In humans, ipratropium bromide has anti-secretory properties and, when applied locally, inhibits secretions from the seromucous glands lining the nasal mucosa. Ipratropium bromide is a quaternary amine that minimally crosses the nasal mucosa. Ipratropium bromide is a quaternary amine that minimally crosses the nasal mucosa. Ipratropium bromide is a quaternary amine that minimally crosses the nasal and gastrointestinal membrane and the blood-brain barrier, resulting in a reduction of the systemic anticholinergic effects (e.g., neurologic, opthalmic, cardiovascular, and gastrointestinal effects) that are seen with tertiary anticholinergic amines.
Pharmacokinetics: Salbutamol: Salbutamol is readily absorbed from the gastrointestinal tract. It is subjected to first-pass metabolism in the liver and possibly in the gut wall; the main metabolite is an inactive sulfate conjugate. It is rapidly excreted in the urine as metabolites and unchanged drug; there is some excretion in the faeces. Salbutamol does not appear to be metabolized in the lungs, therefore its ultimate metabolism and excretion following inhalation depends upon the delivery method used, which determines the proportion of inhaled salbutamol relative to the proportion inadvertently swallowed.
Pulmodual: It has been suggested that most of an inhaled dose is swallowed and absorbed from the gut. The plasma half-life of salbutamol is 4 to 6 hours.
Pulmodual MDI: The plasma half-life of salbutamol has been estimated as 2 to 7 hours.
Ipratropium Bromide: Ipratropium bromide is minimally bound (≤ 9% (Pulmodual) or 0 to 9% (Pulmodual MDI) in vitro) to plasma albumin and α1-acid glycoprotein. It is partially metabolized to inactive ester hydrolysis products.
Pulmodual: After inhalation, only a small amount of ipratropium reaches the systemic circulation from the nasal mucosa. Less than 20% of an 84 mcg per nostril dose is absorbed from the nasal mucosa, but the amount which is systemically absorbed from nasal administration exceeds the amount absorbed from inhalation solution (2% of a 500 mcg dose). Some ipratropium is advertently swallowed but it is poorly absorbed from the gastrointestinal tract. The elimination half-life is about 1.6 hours. Ipratropium and its metabolites are eliminated in the urine and faeces.

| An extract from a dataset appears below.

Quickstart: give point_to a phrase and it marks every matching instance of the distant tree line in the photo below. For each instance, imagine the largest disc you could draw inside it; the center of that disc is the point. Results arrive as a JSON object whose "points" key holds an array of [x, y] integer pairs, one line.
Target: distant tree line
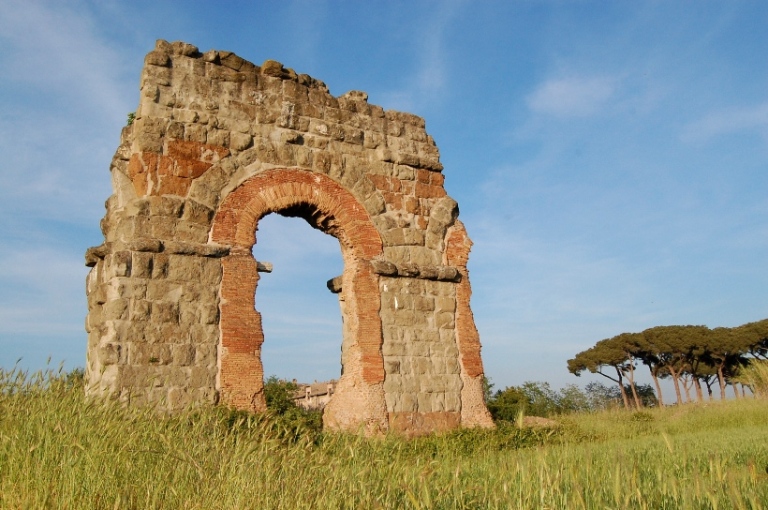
{"points": [[694, 357], [539, 399]]}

Pulmodual MDI: Ipratropium bromide is a quaternary amine. It is not readily absorbed into the systemic circulation either from the surface of the lung or from the gastrointestinal tract as confirmed by blood level and renal excretion studies.

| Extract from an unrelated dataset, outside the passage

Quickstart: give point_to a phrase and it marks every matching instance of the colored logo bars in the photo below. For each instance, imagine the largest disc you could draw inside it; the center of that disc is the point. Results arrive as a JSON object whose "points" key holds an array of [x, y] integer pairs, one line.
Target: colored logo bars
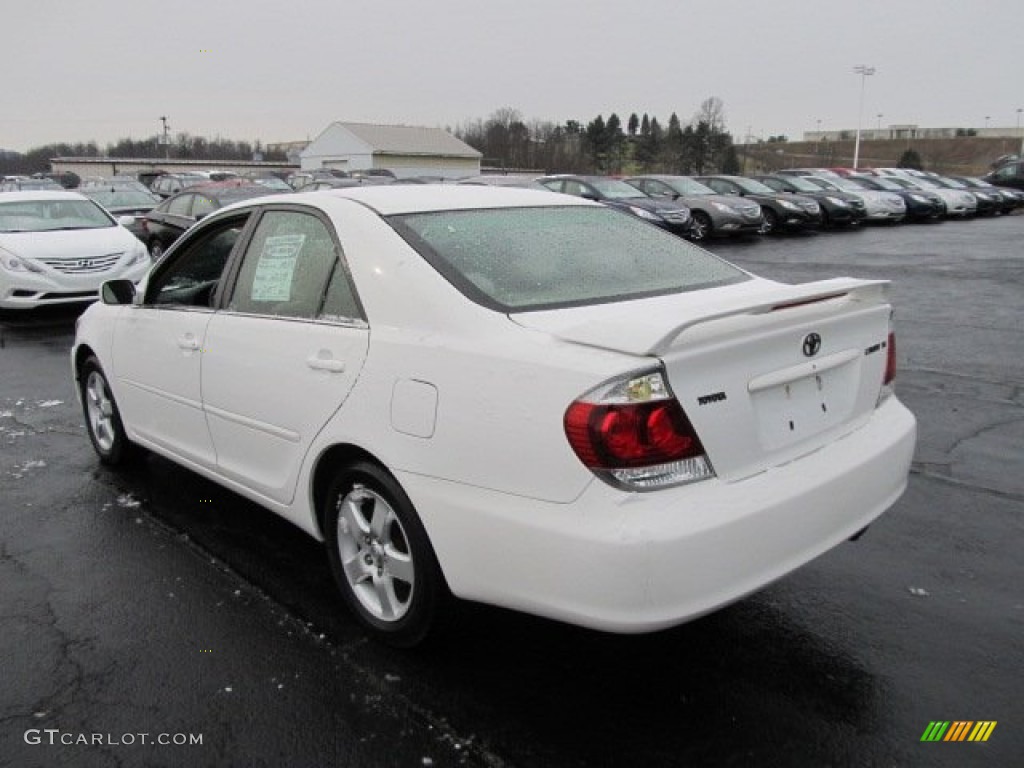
{"points": [[960, 730]]}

Autoradiographic studies in rats have shown that ipratropium bromide does not penetrate the blood-brain barrier. The half-life of elimination is about 2 hours after inhalation or intravenous administration. Following intravenous administration, approximately one-half of the dose is excreted unchanged in the urine. Single doses of ipratropium bromide were administered intravenously, orally and by slow inhalation to ten healthy male volunteers. The plasma level after oral administration followed a low but a broad plateau persisting for several hours. After I.V. administration the kinetic parameters were: Vc = 25.9 L, V alpha = 13.1 L, V beta = 3.38 L, t1/2 alpha = 3.85 min, t1/2 beta = 98.4 min, AUC = 15.0 h.ng/mL, kel=11.8 L/h and total clearance is 2325 mL/min. The bioavailability was 3.3% (range 0.9-6.1%) on comparing the plasma AUCs following I.V. and 20 mg oral administration. The cumulative renal excretion (0-24 h) after I.V. administration was compared with that after oral administration and inhalation. Following oral administration, the apparent systemic availability was around 2%, and after inhalation it was 6.9%. In comparison with oral placebo administration, only after I.V. administration was there a significant change in heart rate (from 63.7 to 90.2 beats/min). The systolic blood pressure rose from 115.1 to 119.6 mm Hg and the diastolic blood pressure from 68.3 to 78.3 mm Hg.